Another powerful feature of the patterns translation module is nested matching:
<?xml version="1.0"?> <instances> ... <instance id="example" ... > ... <translations> <translation module="normalize"/> <translation module="patterns"> <pattern type="regex" match="^create table .*"> <pattern type="string" from=" tinytext," to=" varchar2(254),"/> <pattern type="string" from=" mediumtext," to=" varchar2(1023),"/> <pattern type="string" from=" longtext," to=" clob,"/> </pattern> <pattern type="regex" match="^select .*,oldvalue,newvalue,.* from ticket_change .* union .*"> <pattern type="string" from=",oldvalue,newvalue," to=",to_char(oldvalue),to_char(newvalue),"/> </pattern> </translation> </translations> ... </instance> ... </instances>
In this example...
The first pattern-translation replaces:
- the tinytext column type with varchar2(254)
- the mediumtext column type with varchar2(1023)
- the longtext column type with clob
But the replacements are only done in create table queries.
It's unlikely that those patterns would show up in other queries, but not impossible. Also, the translation is made more efficient by the initial match, as it will bail immediately if the query is something other than a create table, rather than having to scan the entire rest of the query.

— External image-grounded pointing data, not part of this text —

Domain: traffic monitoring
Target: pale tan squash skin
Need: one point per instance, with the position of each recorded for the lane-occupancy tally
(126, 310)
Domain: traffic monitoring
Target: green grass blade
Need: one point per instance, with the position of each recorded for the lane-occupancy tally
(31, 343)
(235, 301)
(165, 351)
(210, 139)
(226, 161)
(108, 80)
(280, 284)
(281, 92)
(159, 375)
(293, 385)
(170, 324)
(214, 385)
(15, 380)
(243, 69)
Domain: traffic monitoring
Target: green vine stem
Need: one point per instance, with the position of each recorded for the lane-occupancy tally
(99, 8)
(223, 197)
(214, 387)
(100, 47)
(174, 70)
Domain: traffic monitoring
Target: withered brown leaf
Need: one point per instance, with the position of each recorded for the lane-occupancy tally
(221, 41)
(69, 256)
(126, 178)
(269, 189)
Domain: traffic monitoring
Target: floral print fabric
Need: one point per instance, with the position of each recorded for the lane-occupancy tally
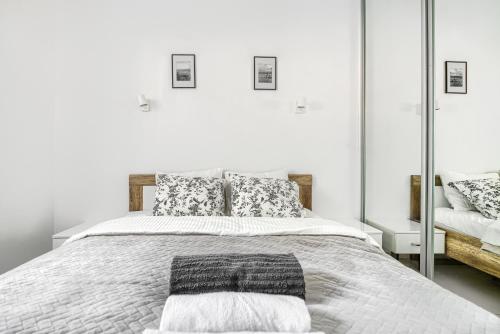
(188, 196)
(265, 197)
(484, 194)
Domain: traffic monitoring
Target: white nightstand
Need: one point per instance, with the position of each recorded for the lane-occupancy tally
(370, 230)
(403, 236)
(59, 238)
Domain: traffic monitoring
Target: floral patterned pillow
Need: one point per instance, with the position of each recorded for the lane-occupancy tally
(484, 194)
(188, 196)
(265, 197)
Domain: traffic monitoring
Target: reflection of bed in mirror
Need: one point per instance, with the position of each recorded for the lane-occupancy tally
(466, 231)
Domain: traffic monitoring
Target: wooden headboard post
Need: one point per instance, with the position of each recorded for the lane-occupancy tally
(137, 182)
(415, 184)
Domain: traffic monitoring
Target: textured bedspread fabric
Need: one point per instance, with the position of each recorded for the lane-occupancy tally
(119, 284)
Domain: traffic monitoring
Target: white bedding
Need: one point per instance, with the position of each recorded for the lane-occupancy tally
(230, 226)
(471, 223)
(467, 222)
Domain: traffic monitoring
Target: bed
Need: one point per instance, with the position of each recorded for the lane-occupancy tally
(464, 232)
(115, 278)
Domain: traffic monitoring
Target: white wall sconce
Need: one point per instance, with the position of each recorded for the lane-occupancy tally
(143, 103)
(301, 105)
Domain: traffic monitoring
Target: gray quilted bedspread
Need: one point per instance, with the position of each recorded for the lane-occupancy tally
(119, 284)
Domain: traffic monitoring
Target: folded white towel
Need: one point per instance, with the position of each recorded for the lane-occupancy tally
(235, 312)
(157, 331)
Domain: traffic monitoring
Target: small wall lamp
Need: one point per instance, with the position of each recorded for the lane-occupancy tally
(301, 105)
(143, 103)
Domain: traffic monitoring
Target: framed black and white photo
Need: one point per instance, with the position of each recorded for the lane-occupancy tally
(456, 77)
(183, 71)
(265, 73)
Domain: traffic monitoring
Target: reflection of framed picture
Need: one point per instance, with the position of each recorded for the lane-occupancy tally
(264, 73)
(456, 77)
(183, 71)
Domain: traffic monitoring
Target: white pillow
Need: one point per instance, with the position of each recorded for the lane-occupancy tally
(458, 201)
(214, 172)
(272, 174)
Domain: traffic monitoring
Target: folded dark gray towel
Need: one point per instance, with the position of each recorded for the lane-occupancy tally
(261, 273)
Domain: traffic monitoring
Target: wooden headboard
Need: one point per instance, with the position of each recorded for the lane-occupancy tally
(137, 182)
(415, 196)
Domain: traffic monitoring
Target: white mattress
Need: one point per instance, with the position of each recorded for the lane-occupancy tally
(467, 222)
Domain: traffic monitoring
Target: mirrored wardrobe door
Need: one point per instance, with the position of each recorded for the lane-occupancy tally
(467, 158)
(393, 122)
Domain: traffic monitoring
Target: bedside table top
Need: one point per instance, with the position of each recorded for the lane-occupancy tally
(73, 230)
(399, 225)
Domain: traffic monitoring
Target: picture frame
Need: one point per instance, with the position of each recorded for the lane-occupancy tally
(265, 73)
(183, 70)
(456, 77)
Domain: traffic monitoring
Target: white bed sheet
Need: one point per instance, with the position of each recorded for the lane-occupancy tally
(221, 225)
(467, 222)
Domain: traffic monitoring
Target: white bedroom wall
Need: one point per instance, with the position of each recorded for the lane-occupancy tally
(26, 105)
(393, 105)
(110, 51)
(465, 134)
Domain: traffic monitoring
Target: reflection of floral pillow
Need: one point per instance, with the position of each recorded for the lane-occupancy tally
(263, 197)
(188, 196)
(484, 194)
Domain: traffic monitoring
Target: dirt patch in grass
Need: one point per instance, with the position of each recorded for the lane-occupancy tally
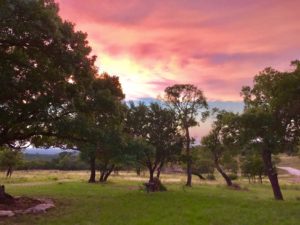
(20, 203)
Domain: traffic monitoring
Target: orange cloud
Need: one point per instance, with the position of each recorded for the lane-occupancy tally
(218, 45)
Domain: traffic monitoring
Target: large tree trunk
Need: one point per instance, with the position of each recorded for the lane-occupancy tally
(272, 174)
(189, 159)
(4, 197)
(222, 172)
(92, 169)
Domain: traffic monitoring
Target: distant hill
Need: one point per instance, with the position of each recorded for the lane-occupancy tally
(39, 157)
(45, 151)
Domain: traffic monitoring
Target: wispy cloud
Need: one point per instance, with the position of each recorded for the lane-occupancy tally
(218, 45)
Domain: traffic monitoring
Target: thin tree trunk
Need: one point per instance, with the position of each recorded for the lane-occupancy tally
(9, 172)
(4, 197)
(102, 174)
(108, 172)
(138, 171)
(92, 169)
(151, 173)
(272, 174)
(159, 169)
(189, 160)
(222, 172)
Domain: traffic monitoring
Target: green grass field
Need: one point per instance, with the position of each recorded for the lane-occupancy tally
(122, 202)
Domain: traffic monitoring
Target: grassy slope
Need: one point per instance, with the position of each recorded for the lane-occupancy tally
(120, 202)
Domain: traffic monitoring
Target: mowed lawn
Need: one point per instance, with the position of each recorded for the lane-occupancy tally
(121, 202)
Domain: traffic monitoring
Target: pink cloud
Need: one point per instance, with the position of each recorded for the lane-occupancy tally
(219, 45)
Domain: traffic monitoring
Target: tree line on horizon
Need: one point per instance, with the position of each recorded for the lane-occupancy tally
(52, 95)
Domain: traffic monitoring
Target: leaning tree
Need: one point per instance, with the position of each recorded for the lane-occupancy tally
(187, 101)
(221, 142)
(156, 139)
(44, 67)
(271, 120)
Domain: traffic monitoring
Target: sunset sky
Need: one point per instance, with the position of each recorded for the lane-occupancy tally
(218, 45)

The second pattern-translation basically wraps oldvalue and newvalue with to_char(), but only in a very specific query. This is a good example of how the patterns translation can help run an app written for one type of database against a different type of database. One-off query translations are often necessary in these cases.
Note that in these examples, the outer pattern tags have a match attribute rather than from/to attributes. When doing nested matching, outer tags use the match attribute to grab pieces of the query, and pass them down to nested tags.
The type, scope, and global attributes are valid for outer pattern tags, but the from and to attributes are ignored in any pattern tag with a match attribute.
Note also that in these examples, the nested pattern tags use type="string", but type="regex" and type="cistring" are supported, as is the global attribute for type="regex". However, the scope attribute is only valid at the top level and is ignored in nested pattern tags.
Though more than 2 levels is rarely necessary, any level of nesting is supported:
<?xml version="1.0"?> <instances> ... <instance id="example" ... > ... <translations> <translation module="normalize"/> <translation module="patterns"> <pattern type="regex" match="...pattern to match in query..."> <pattern type="regex" match="...pattern to match in matching pieces of query..."> <pattern type="regex" match="...pattern to match in those pieces..."> <pattern type="regex" match="...and so on..."> <pattern type="string" from="...from pattern..." to="...to pattern..."/> </pattern> </pattern> </pattern> </pattern> </translation> </translations> ... </instance> ... </instances>
Bind Variable Translation
Bind variable translation enables the SQL Relay server to modify bind variables before passing them to the database. Bind variable names or values may be modified. Variables may also be added or deleted. Bind variable translation is most often used in conjunction with query translation.
Bind variable translation is implemented by loadable modules. The bindvariabletranslations section of the configuration file indicates which translation modules to load and what parameters to use when executing them.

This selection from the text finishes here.